Gurazeni – Episode 4
In episode 4 the show goes back to being a two-parts episode and I must say this has been my favorite episode so far! Again, Gurazeni is a fun, easy watch with charming characters, but it can also be very thought-provoking in terms of challenging preconceptions of sports anime, pro-athlete lives and expectations and Japanese workplace culture. This episode had a little bit of all that and I’m pretty excited to talk about it.
The first story deals with the aftermath of a showdown between Bonda and Doterai Jo, a 400 million yen-worth player from the Setouchi Carnavits. Doterai is known as the three-time home-run king and with 500 home-runs under his belt, he is very much a legend in the Japanese baseball world in-universe. In the previous September he was injured by a dead ball thrown by Bonda, so he was out of commission for a while and his chance to redeem himself has come in the form of having to face Bonda again in a game between the Carnavits and the Spiders.

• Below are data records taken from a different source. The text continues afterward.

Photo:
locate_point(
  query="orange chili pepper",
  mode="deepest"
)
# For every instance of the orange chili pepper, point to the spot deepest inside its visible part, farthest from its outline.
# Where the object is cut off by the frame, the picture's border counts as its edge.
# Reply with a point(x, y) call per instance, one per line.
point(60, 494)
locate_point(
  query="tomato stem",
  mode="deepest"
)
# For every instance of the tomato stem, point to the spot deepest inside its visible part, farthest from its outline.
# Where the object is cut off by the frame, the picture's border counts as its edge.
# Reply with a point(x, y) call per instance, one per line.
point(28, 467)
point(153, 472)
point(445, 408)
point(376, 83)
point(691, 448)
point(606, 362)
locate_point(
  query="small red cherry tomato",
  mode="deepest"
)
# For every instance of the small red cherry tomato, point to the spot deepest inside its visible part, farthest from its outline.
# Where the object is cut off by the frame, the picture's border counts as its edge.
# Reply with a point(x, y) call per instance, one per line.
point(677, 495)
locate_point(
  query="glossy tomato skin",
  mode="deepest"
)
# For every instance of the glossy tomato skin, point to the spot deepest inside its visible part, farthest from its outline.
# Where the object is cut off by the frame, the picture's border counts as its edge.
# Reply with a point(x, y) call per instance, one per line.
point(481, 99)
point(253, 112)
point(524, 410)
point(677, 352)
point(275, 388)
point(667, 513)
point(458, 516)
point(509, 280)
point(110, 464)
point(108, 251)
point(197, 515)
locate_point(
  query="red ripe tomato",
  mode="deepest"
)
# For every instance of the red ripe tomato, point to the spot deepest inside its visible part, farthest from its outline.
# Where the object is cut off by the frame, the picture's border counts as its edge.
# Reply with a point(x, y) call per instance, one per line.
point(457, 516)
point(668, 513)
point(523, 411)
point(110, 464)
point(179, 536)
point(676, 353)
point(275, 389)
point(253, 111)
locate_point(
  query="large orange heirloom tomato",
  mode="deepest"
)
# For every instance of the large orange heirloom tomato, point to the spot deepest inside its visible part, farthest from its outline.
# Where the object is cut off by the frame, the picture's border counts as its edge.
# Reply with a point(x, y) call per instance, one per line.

Doterai is really hanging from a little thread here. While the tension grows for the showdown, there’s some backtracking to a point in where the Carnavits are trying to refresh the team roster and they attempt to negotiate contracts with some foreigner players, but the discussion basically refers to forcing Doterai into early retirement. What I personally found interesting was this sort of support they were showing Doterai not as a valuable player for his skills, but the legend he represented. Of course, his historic relevance comes from his skills, but I would assume a pro baseball team would drop a player that doesn’t bring in wins and even more shocking was the fact that this re-hiring of Doterai came at the expense (no pun intended) of the Carnavits as a whole, so it might doom the team into a losing streak!
Either way, during the actual showdown Bonda goes through some inner-conflict over the idea of retiring the legend himself, he wants to do his job, but he also feels like he’d offend if he didn’t give Doterai a hit and that’s some Japanese culture thing right there… I mean, to be so conscious of ‘the people’s feelings’ is something that probably doesn’t have a lot of space within professional sports. Bonda does stop Doterai from hiting a home run, but gives up a hit, so the managers of the Carnavits can’t retire Doterai like they’d like to and Bonda doesn’t get in trouble by bringing down a giant.
The second part focuses more on the expectations people have of professional players, the amount of skill it takes for someone to reach that goal and how these things are trivialized by non-professionals. Bonda and a young guy who seems to be his friend are casually juggling a soccer ball when an on-looker who harshly criticized Bonda before joins in. As they juggle, the on-looker guy realizes that Bonda and his friend have physiques that aren’t quite regular. He remembers that in his youth he wanted to be a pro soccer player, but he gave up and now he begins to see Bonda’s skills under a new light.
Later on we learn that Noboru, the guy hanging out with Bonda, was a junior league pitcher that failed to make it to the professional league despite showing plenty of promise. He retired early supposedly due to an injuries-riddled career and now he has a low-income job selling merch at the stadium. Noboru seems plenty all right with that, though. I’m sure he’s had time to come to terms with it. Bonda makes a mistake during the game he’s playing and both the on-looker and Noboru quietly encourage him, since not just about anyone can go pro and once they do, the pressure they have to deal with in games is no joke.